Now intelligent automation/’AI’ applications generally require large data training sets, and thereafter are set up to deal with massive amounts of variable data. Processing power and memory race to keep up. If a great deal of data is not fit for purpose, then this bad data will create misleading algorithms and results. The idea that very big samples solve the problem—what is called ‘Big Data’—as used in ChatGPT, for example, is quite a naïve view of the statistics involved. It is not really possible to correct for bad data. And, as we said before, the dirty secret of Big Data is that most data is dirty.
“Looking ahead, where is the sweet spot that can make automation and digital transformation work?”
This needs a complicated answer, rather than a clear one, but we think it's about where you start from. We recall, back in the 1990s, there was a big thing about business process reengineering, and radical reform.
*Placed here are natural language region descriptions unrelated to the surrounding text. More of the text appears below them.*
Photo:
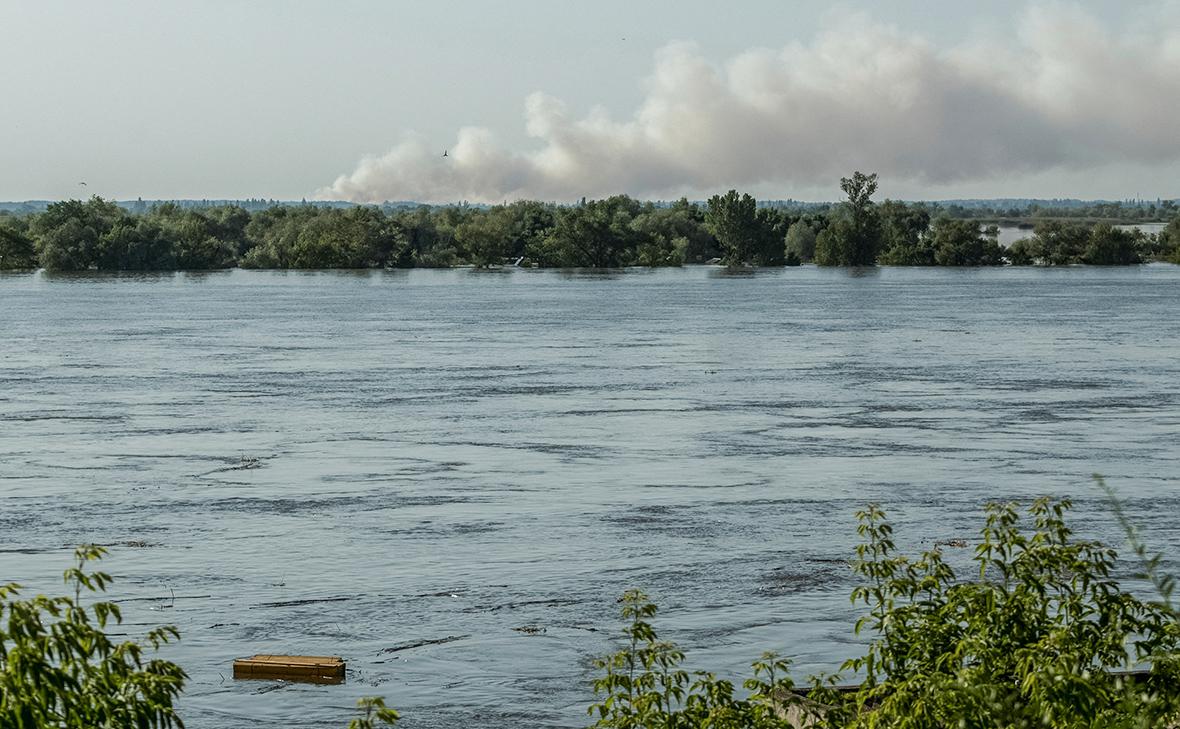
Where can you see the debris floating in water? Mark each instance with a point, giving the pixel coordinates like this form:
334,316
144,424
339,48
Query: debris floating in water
307,669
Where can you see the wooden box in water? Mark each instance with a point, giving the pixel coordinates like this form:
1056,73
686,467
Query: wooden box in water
307,669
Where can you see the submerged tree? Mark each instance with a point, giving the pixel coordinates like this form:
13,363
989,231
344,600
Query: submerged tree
59,668
854,235
733,219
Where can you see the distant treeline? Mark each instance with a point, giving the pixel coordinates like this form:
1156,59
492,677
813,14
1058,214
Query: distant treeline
611,232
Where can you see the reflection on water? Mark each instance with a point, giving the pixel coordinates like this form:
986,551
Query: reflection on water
404,467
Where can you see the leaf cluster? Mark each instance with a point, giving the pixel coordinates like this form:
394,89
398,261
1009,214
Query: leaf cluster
60,669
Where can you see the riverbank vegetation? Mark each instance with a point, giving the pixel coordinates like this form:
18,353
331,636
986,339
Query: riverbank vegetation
1040,636
617,231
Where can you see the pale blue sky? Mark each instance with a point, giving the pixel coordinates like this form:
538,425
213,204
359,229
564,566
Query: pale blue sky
277,99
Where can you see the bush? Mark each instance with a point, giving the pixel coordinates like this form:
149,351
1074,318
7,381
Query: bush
1036,639
59,669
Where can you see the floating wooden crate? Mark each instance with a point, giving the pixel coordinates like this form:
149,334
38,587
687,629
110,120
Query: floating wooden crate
307,669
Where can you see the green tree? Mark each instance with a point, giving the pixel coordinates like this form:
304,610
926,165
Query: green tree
1171,241
484,238
964,243
59,668
733,219
373,711
800,241
1109,245
1059,243
17,248
67,235
904,240
854,236
595,234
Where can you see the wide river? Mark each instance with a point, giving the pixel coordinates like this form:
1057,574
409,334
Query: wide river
404,467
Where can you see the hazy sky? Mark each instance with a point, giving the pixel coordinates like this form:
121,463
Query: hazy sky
558,100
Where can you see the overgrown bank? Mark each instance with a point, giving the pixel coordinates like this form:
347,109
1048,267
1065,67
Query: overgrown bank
1035,638
616,231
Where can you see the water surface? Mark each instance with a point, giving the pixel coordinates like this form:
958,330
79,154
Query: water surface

It was overstated in terms of the radical ‘digging up the roots’ change required, but we do think that you have to start with the processes of the organisation—identify what the core processes are, and how you're going to digitise them, and then the other processes as well.
So, for us, it begins with process discovery, really. What are the core processes given the sort of business we want, and how do we utilise digital technologies to leverage those processes? And how do we organise our data to run those processes? That, to us, is the fundamental starting point. And how do you do that in an organisation? We don't think you can do it from a bottom-up approach, but we don't think you can do it from a top-down approach—which is where radical, business process reengineering went wrong. A 75 percent failure rate tells you something about radical re-engineering, but recall also that digital transformation records a 2023 ‘failure’ rate of around 65 percent. We think you have to do it from the middle. Because somehow, it's a shorter communication path, and it links with the bottom-up people who are saying, “Well, we're really having problems here,” and the top-down, people saying, “Well, strategically, we need to go here,” so you then say, “Well, what processes do we need in place?” and you invent some form of governance that allows you to do process discovery in different parts of the business. What are key business processes to deliver on your business imperatives? And then you start organising your data and your technology around that.
Robotic process automation has been—and in some places still is being—sold as a bottom-up approach, and all too frequently it's a one-off process. You know: “We've automated this and look at the benefits we're getting from this process. So, let's look at another process!” But do we ever look at it from a more holistic perspective? People tend to automate the processes easiest to automate first, but is it more strategic to look at the ones that are going to give you the most value?